Thank you for clarifying your post. This makes sense. In normal times there would be a true Catholic priest available, so an out-of-town/jurisdiction priest is not necessary.
Nor, IMO, would there have to be some GREAT crisis in the Church. It could be something as simple as a priest being approached by a potential penitent at an airport, say, someone who hadn't gone to confession in 20 years and who was suddenly inspired by the appearance of the priest, or even if someone were just in a state of sin and didn't anticipate having access to confession for some time (but not someone who just found it convenient that there was a priest there to save them a trip to the local church that afternoon). Canon Law was written during and meant for normal times in the Church, where most Catholics lived within a block of a Catholic church with 5 priests stationed there rotating hearing confessions. But it was never intended to be an impediment to the good of souls, and all Canonists agree that the highest law is the salvation of souls. Once the Church is restored, that kind of thing needs to be made explicit in Canon law, that in circuмstances of just cause (ruling out "inconvenience" of finding a priest with jurisdiction), the Church directly supplies jurisdiction for Confession to all priests, on a per-situation basis, especially if the priest has faculties somewhere in the world, and perhaps for more grave situations, even for priests who don't (perhaps retired, laicized), and in danger of death even schismatics. Canon Law was intended to prevent a free-for-all where
vagus priests could just travel the country on some personal apostolate and intruding on the rightful bishop of a territory. But if approached by the faithful for just cause, they should be explicitly granted jurisdiction by the law itself.
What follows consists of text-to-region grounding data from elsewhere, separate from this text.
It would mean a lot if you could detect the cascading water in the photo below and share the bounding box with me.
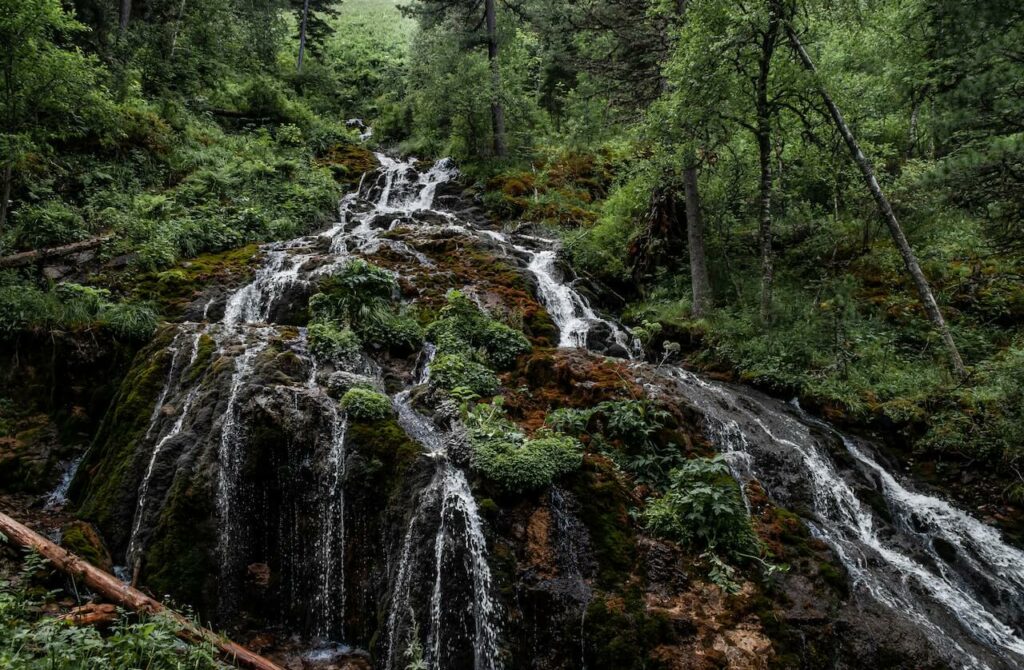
[127,329,203,572]
[385,344,502,670]
[637,366,1024,670]
[107,148,1024,669]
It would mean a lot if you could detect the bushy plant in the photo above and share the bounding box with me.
[429,354,500,397]
[425,291,531,370]
[341,388,393,421]
[466,401,583,492]
[0,279,156,340]
[642,455,756,561]
[310,260,399,329]
[0,552,225,669]
[547,400,681,487]
[358,312,424,354]
[308,322,362,364]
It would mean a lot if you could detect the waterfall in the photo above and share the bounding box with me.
[649,366,1024,669]
[385,342,502,670]
[108,148,1024,669]
[127,330,203,571]
[313,404,348,639]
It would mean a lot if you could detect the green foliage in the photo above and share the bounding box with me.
[341,388,393,422]
[359,312,425,354]
[308,322,362,364]
[549,399,682,488]
[429,354,500,397]
[310,260,399,327]
[0,279,156,341]
[310,260,424,353]
[643,456,757,562]
[0,552,224,669]
[466,399,583,492]
[425,290,531,370]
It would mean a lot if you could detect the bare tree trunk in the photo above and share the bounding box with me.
[0,511,284,670]
[756,16,779,323]
[0,235,110,269]
[684,166,712,316]
[485,0,508,158]
[783,23,968,379]
[170,0,189,58]
[0,165,11,234]
[119,0,132,36]
[297,0,310,72]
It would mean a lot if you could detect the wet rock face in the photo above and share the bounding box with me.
[62,155,1024,670]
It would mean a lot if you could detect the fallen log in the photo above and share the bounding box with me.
[59,603,119,628]
[0,511,284,670]
[0,235,111,269]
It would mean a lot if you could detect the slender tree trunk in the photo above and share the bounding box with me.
[684,166,712,316]
[783,23,968,379]
[170,0,189,58]
[485,0,508,158]
[119,0,132,36]
[297,0,310,72]
[756,17,779,323]
[0,165,11,234]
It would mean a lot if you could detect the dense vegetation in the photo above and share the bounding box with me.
[1,0,1023,662]
[383,0,1024,502]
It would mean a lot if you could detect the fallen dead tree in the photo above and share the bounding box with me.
[0,511,284,670]
[0,235,111,269]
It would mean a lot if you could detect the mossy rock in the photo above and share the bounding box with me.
[143,471,219,613]
[583,590,672,670]
[75,327,180,548]
[568,461,637,588]
[61,521,113,572]
[346,418,421,499]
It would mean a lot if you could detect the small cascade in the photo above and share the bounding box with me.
[313,404,348,639]
[216,333,273,595]
[479,230,638,357]
[650,366,1024,670]
[44,455,84,510]
[385,343,502,670]
[126,330,203,570]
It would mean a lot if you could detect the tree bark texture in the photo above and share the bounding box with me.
[297,0,310,72]
[684,166,712,316]
[756,14,779,323]
[485,0,508,158]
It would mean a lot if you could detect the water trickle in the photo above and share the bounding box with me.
[127,331,204,570]
[44,454,84,510]
[313,404,348,639]
[385,342,501,670]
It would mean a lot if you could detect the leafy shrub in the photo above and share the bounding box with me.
[340,388,393,421]
[0,279,156,340]
[642,455,756,561]
[466,401,583,492]
[0,552,225,669]
[10,201,90,250]
[547,400,681,487]
[98,301,158,341]
[308,322,362,364]
[358,312,424,354]
[310,260,398,328]
[430,354,500,397]
[425,291,530,370]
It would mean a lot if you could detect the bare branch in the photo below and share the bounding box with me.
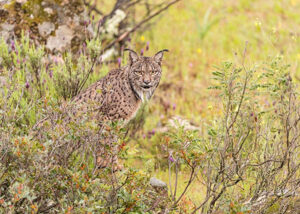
[102,0,182,51]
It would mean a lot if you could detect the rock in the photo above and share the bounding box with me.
[0,0,93,53]
[168,116,201,131]
[43,7,54,15]
[0,23,14,41]
[38,22,55,38]
[101,48,118,62]
[46,25,74,52]
[150,177,167,188]
[16,0,27,4]
[156,116,201,134]
[104,9,126,37]
[149,177,168,210]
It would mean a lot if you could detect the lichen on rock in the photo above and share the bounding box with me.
[38,21,54,37]
[0,0,93,53]
[46,25,73,52]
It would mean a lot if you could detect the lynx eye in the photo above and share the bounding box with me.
[151,69,159,74]
[134,70,142,75]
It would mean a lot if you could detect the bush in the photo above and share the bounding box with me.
[0,34,167,213]
[0,35,299,213]
[165,52,300,213]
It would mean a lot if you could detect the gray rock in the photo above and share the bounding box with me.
[0,23,14,41]
[169,116,201,131]
[16,0,27,4]
[38,22,55,38]
[43,7,54,15]
[46,25,73,52]
[104,9,126,38]
[150,177,167,188]
[0,0,93,53]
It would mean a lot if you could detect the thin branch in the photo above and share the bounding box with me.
[127,0,142,8]
[38,202,58,213]
[227,42,248,131]
[168,159,173,198]
[173,166,196,206]
[84,0,104,15]
[248,159,283,167]
[173,160,179,201]
[103,0,182,51]
[77,54,101,95]
[208,187,226,213]
[191,196,211,214]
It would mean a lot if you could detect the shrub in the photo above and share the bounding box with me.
[165,52,300,213]
[0,34,167,213]
[1,35,299,213]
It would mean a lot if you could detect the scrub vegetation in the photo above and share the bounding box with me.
[1,0,300,213]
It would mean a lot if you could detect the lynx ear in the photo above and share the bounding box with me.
[154,49,169,65]
[124,48,139,65]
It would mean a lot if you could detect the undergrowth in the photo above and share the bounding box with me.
[0,33,299,214]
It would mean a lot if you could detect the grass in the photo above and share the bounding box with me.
[120,0,300,205]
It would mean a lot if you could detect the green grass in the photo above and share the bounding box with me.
[125,0,300,205]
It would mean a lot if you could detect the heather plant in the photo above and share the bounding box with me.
[0,34,169,213]
[52,38,102,100]
[0,33,105,125]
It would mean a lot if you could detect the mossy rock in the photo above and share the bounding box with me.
[0,0,93,53]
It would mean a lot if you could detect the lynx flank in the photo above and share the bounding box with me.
[71,49,168,169]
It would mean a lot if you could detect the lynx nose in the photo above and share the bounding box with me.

AND, when the Church is restored, there should be a process defined for the potential "heretical pope" problem. No one anticipated a situation where 95% of the Cardinals and 99.5% of all bishops also fell into heresy. Who exactly is supposed to declare Bergoglio deposed? Arian crisis was similar, of course, in that estimates have 97-99% of episcopal sees taken over by the Arians, but the Pope never taught Arianism, despite being very weak on it. So had Liberius become a full-blow Arian, with 97-99% of the episcopal sees under Arian control, the Arians would have seized control of "the Church". That's another reason why the Sisco & Salza analysis is such garbage. According to their logical principles, in that scenario where Liberius would have gone Arian, the Arians would be the "Catholics" and the non-Arians would have been non-Catholics outside the Church. What utter absurdity. Had Liberius gone Arian, those 97% Arian bishop would accuse Liberius of heresy and declare him deposed? It would be laughable if not so tragic. Heck, Arius would have condemned the Conciliar Church as heretical.